Tissue Doppler imaging (TDI) is a technique that is used to evaluate the movements of the myocardial walls. In adults, it appears to facilitate the diagnosis of subclinical myocardial disease and helps in predicting the prognosis of major cardiac diseases, such as acute myocardial infarction [15]. The method has proven to be feasible in human fetuses [6, 7], and it has been tried for evaluating fetal cardiac function in various pregnancy complications, such as intrauterine growth restriction [8, 9], twin-to-twin transfusion syndrome [10] and gestational diabetes [11].

Studies on adults during hypoxia have found prolongation of ventricular isovolumic relaxation time measured by TDI [12]. This concurs with studies on sheep fetuses indicating that hypoxemia/acidemia is associated with prolonged flow Doppler isovolumic contraction time [13]. In an experimental fetal sheep model, prolongation of the pre- and post-ejection phases of the cardiac cycle during acute hypoxia/acidemia was demonstrated using color TDI [14]. The analysis of color TDI velocity traces could hypothetically give early indications of fetal hypoxia, as myocardial dysfunction is often the consequence as the circulation tries to adapt to a diminished oxygen supply.

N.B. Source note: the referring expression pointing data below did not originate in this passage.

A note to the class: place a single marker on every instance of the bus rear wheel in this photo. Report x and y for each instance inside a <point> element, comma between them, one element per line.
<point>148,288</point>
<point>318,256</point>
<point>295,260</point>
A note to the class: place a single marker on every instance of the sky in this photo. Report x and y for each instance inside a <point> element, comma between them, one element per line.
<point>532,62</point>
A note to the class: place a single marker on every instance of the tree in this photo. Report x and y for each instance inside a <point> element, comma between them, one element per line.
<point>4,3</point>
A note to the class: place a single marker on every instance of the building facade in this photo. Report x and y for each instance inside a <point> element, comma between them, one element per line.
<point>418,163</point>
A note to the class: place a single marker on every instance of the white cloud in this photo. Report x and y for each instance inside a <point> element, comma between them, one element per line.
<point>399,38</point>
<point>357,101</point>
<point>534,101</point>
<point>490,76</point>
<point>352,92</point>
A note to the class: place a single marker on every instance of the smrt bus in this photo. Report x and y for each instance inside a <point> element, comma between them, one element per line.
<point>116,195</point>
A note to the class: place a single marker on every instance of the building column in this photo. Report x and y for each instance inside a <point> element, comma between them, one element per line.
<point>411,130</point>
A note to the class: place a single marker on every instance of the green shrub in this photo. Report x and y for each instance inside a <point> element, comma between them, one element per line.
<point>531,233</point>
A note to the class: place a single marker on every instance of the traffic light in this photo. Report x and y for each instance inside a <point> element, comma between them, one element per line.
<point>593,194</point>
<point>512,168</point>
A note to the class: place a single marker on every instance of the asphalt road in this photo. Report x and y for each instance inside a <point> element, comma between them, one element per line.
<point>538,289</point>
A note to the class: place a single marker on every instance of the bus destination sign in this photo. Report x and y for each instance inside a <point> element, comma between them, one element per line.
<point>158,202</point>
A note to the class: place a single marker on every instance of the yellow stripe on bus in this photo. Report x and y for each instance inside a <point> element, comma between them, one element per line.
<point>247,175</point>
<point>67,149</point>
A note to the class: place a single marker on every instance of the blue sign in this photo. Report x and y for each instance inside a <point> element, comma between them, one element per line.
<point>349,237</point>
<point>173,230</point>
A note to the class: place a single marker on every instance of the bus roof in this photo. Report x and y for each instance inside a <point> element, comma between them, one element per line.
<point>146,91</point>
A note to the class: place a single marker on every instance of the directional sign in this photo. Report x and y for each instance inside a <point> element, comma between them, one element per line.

There are two main echocardiographic approaches to assess myocardial motion, i.e. spectral (pulsed wave) TDI and color TDI. In both techniques, the region of interest (ROI) is generally placed at the level of the atrioventricular plane (AV-plane) in order to assess the longitudinal motion executed by subendocardial longitudinal myocardial fibers that are considered to be most susceptible to hypoxia [15, 16]. High resolution imaging is required to detect subtle changes in myocardial motion during different phases of the cardiac cycle. Since color TDI does not use fast Fourier transformation and can display velocity information in real time, it is plausible to think that it should have a higher temporal resolution than the spectral TDI [17]. Therefore, we hypothesized that color TDI is preferable for detecting changes associated with fetal hypoxia. However, acquisition and interpretation of color TDI in fetuses is associated with challenges related to fetal movements, high fetal heart rate and problems of defining time events in the cardiac cycle without a simultaneous ECG. Furthermore, the analysis is cumbersome and time consuming. The analysis includes image acquisition, transfer into other systems followed by visual identification and manual definition of cardiac cycle time events before quantitative information can be obtained. Since noninvasive recording of fetal ECG of adequate quality is not readily available, we designed a new method that enhances the information regarding myocardial velocity change over time. This allows for an automated analysis of myocardial velocities and a definition of cardiac cycle time intervals without concurrent ECG. This automated method of assessing cardiac cycle time intervals could potentially facilitate the application of color TDI as a tool for assessing fetal cardiac function.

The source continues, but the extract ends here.